When you need to calculate rank and save it to a field in Postgres.
A naive way would be to build an iterative method with an index.
Product.order(price: :desc).each_with_index do |p, i| p.price_rank = i + 1 p.save end
This might work great if you have a limit(10) or have a small data sample. But what if you 100,000 records or even worse 1 million records.
For 100 items the above code took 0.181s.
For 1,000 items .49s.
For 100,000 items 155.04s.
Now using Postgres I know it’ll be faster but how much?

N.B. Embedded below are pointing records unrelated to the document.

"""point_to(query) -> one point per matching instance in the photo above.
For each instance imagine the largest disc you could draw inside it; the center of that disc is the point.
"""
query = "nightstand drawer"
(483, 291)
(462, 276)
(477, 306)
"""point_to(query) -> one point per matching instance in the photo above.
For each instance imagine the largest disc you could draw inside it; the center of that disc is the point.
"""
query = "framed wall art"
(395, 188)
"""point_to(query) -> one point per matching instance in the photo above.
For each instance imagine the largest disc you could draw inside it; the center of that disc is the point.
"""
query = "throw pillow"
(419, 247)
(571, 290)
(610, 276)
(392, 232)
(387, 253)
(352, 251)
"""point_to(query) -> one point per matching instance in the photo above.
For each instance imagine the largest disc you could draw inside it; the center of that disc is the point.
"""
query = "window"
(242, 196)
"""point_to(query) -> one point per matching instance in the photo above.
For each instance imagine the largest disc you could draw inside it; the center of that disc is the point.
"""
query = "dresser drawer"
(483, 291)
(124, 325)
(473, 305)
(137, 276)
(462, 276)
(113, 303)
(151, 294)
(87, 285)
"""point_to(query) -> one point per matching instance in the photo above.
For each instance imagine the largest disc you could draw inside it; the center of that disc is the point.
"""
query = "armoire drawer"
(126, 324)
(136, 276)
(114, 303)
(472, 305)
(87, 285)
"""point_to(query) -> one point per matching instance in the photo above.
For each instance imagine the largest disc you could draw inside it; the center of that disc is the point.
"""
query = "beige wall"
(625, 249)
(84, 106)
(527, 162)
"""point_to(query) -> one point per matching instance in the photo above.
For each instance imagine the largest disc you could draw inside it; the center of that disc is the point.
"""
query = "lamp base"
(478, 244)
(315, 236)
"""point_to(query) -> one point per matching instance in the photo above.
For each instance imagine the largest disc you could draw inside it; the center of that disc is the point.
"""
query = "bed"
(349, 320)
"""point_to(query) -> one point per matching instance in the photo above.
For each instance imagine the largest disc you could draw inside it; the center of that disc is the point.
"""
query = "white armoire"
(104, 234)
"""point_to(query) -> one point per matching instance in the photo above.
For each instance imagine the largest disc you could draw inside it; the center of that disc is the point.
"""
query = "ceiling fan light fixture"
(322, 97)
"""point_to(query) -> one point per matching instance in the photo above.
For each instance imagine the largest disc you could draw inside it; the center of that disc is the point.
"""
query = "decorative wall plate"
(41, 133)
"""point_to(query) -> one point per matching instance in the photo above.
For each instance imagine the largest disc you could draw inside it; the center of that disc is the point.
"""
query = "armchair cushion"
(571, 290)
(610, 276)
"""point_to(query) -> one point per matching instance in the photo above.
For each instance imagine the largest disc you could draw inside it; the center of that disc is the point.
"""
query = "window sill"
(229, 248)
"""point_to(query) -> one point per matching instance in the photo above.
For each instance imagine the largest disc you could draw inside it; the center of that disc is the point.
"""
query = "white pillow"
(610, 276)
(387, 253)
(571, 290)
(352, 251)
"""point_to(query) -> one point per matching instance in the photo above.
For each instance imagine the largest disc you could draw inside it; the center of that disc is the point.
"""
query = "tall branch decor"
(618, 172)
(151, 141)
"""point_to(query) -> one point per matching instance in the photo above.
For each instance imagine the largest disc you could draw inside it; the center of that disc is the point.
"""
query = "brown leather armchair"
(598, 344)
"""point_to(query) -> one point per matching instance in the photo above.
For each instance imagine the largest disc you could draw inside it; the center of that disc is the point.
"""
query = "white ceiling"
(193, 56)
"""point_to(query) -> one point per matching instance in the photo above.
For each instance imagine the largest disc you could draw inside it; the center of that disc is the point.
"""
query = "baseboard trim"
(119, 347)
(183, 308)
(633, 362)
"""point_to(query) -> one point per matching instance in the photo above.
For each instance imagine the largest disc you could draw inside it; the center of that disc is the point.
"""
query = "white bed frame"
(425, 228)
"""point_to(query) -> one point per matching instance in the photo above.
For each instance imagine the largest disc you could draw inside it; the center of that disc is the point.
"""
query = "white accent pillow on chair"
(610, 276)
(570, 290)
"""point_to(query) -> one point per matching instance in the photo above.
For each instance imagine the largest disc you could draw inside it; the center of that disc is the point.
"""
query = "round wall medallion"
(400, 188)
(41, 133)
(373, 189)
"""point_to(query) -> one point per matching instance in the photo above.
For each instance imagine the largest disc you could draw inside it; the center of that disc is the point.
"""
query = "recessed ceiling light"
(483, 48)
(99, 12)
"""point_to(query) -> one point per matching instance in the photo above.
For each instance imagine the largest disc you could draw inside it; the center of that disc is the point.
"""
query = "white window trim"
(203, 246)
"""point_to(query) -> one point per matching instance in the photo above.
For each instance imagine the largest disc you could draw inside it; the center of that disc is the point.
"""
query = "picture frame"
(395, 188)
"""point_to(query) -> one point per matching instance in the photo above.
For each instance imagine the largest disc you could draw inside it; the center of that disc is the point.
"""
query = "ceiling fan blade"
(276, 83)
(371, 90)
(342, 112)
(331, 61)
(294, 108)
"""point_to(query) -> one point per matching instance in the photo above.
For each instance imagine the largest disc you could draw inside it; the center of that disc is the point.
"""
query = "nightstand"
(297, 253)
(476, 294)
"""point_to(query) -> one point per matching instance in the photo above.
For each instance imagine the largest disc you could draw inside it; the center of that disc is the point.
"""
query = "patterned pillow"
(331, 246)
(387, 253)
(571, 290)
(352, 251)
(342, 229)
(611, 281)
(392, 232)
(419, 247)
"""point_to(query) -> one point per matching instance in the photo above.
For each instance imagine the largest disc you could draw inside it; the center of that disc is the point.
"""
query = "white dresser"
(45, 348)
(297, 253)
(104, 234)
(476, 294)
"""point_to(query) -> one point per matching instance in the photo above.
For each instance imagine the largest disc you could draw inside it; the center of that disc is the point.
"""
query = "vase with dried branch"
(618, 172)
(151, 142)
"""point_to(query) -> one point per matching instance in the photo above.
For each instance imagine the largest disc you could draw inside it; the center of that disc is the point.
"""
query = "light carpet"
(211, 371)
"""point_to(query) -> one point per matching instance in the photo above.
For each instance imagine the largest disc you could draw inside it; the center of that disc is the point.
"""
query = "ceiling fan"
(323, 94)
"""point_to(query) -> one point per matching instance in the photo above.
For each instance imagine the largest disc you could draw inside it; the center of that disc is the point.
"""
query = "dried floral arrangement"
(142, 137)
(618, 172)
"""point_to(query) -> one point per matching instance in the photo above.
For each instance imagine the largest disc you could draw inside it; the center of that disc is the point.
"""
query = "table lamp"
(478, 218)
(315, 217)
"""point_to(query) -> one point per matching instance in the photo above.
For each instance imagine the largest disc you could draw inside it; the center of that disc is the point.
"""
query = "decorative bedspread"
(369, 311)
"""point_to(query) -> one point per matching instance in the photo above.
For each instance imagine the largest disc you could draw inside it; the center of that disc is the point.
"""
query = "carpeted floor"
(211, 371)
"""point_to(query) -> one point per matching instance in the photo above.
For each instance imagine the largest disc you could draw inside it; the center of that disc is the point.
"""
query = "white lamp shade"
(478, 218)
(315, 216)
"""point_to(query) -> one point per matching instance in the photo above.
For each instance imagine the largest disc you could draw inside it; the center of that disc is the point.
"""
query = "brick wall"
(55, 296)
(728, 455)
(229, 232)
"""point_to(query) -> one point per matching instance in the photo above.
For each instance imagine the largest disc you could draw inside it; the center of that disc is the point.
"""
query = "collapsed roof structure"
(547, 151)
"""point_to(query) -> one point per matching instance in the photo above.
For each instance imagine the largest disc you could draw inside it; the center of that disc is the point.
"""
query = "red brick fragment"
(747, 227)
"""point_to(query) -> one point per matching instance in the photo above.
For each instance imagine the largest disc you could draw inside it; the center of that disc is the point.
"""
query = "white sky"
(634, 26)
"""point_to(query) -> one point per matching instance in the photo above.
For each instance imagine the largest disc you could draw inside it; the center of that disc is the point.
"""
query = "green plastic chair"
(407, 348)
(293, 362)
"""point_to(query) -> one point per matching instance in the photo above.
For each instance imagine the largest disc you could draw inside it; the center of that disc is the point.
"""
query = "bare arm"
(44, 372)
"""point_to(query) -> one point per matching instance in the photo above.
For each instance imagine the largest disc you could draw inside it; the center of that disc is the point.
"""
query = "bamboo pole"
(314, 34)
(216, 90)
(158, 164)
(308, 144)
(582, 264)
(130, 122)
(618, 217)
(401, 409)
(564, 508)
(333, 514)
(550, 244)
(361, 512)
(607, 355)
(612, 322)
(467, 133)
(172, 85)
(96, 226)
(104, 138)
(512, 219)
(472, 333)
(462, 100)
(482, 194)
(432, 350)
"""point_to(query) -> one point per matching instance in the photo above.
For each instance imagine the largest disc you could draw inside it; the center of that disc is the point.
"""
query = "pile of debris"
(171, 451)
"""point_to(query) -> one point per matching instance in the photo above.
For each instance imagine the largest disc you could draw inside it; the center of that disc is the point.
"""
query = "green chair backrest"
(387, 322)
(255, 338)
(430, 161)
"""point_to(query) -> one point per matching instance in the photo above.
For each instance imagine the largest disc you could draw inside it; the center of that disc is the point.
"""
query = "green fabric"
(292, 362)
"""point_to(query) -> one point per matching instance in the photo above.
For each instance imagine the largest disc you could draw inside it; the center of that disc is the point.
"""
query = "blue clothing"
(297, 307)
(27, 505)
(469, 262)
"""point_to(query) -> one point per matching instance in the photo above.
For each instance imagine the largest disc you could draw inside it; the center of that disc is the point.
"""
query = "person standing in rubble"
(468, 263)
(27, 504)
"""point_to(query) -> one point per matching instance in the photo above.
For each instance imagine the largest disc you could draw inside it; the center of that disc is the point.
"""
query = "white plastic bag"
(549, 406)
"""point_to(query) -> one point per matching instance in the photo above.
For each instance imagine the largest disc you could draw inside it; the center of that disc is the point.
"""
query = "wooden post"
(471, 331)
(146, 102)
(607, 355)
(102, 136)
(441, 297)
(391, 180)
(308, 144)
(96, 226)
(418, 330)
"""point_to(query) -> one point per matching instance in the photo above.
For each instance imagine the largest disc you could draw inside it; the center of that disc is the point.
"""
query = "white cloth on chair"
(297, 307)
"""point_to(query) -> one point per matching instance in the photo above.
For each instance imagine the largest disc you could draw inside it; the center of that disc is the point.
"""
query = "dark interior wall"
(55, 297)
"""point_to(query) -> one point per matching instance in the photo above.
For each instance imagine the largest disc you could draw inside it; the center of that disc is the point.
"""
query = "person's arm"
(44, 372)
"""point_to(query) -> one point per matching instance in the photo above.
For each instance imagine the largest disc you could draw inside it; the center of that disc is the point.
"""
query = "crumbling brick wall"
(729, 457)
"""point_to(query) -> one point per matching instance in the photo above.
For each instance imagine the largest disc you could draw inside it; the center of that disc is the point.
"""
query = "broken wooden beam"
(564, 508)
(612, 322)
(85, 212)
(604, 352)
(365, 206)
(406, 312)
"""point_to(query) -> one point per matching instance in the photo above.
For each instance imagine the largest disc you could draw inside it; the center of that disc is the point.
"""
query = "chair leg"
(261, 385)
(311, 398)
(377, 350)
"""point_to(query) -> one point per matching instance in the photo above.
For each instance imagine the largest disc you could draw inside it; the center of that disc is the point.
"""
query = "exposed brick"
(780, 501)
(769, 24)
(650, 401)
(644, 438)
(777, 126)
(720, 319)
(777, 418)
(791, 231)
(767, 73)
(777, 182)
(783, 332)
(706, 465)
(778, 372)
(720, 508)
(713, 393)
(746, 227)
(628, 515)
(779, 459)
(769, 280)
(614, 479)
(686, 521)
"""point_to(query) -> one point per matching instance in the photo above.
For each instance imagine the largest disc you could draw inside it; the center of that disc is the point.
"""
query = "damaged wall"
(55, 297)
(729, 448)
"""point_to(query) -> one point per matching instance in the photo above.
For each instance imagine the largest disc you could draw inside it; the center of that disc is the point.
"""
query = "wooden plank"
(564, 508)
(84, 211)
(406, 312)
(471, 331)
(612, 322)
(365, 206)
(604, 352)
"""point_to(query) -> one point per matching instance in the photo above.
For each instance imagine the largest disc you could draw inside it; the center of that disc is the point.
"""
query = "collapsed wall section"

query = "UPDATE products SET price_rank = r.rnk FROM (SELECT id, RANK() OVER (ORDER BY price DESC) as rnk FROM products) r WHERE products.id = r.id" ActiveRecord::Base.connection.execute(query)
I am getting run times of .0005 because I am dumping the work onto the database.
Running EXPLAIN ANALYZE on the query.
Update on products (cost=16813.40..25200.70 rows=101002 width=112) (actual time=15247.855..15247.855 rows=0 loops=1) -> Hash Join (cost=16813.40..25200.70 rows=101002 width=112) (actual time=8693.946..12299.080 rows=101002 loops=1) Hash Cond: (products.id = r.id) -> Seq Scan on products (cost=0.00..3391.02 rows=101002 width=68) (actual time=0.584..990.371 rows=101002 loops=1) -> Hash (cost=14563.87..14563.87 rows=101002 width=56) (actual time=8693.010..8693.010 rows=101002 loops=1) Buckets: 65536 Batches: 4 Memory Usage: 2685kB -> Subquery Scan on r (cost=11786.32..14563.87 rows=101002 width=56) (actual time=2278.120..7232.235 rows=101002 loops=1) -> WindowAgg (cost=11786.32..13553.85 rows=101002 width=24) (actual time=2278.083..5283.472 rows=101002 loops=1) -> Sort (cost=11786.32..12038.82 rows=101002 width=16) (actual time=2278.053..3262.086 rows=101002 loops=1) Sort Key: products_1.price DESC Sort Method: external merge Disk: 2576kB -> Seq Scan on products products_1 (cost=0.00..3391.02 rows=101002 width=16) (actual time=0.639..992.346 rows=101002 loops=1) Planning time: 3.271 ms Execution time: 15252.513 ms
Over a 100,000 records ranked and updated with values in 15s. Not bad.
You also get the added logic of a true ranking when there is a tie like #1, #2, #2, #2, #5, #6, etc. The calculated version was simple and did not account for it. If you do want to, you can implement it but with Ruby, you’ll add more bloat and complexity.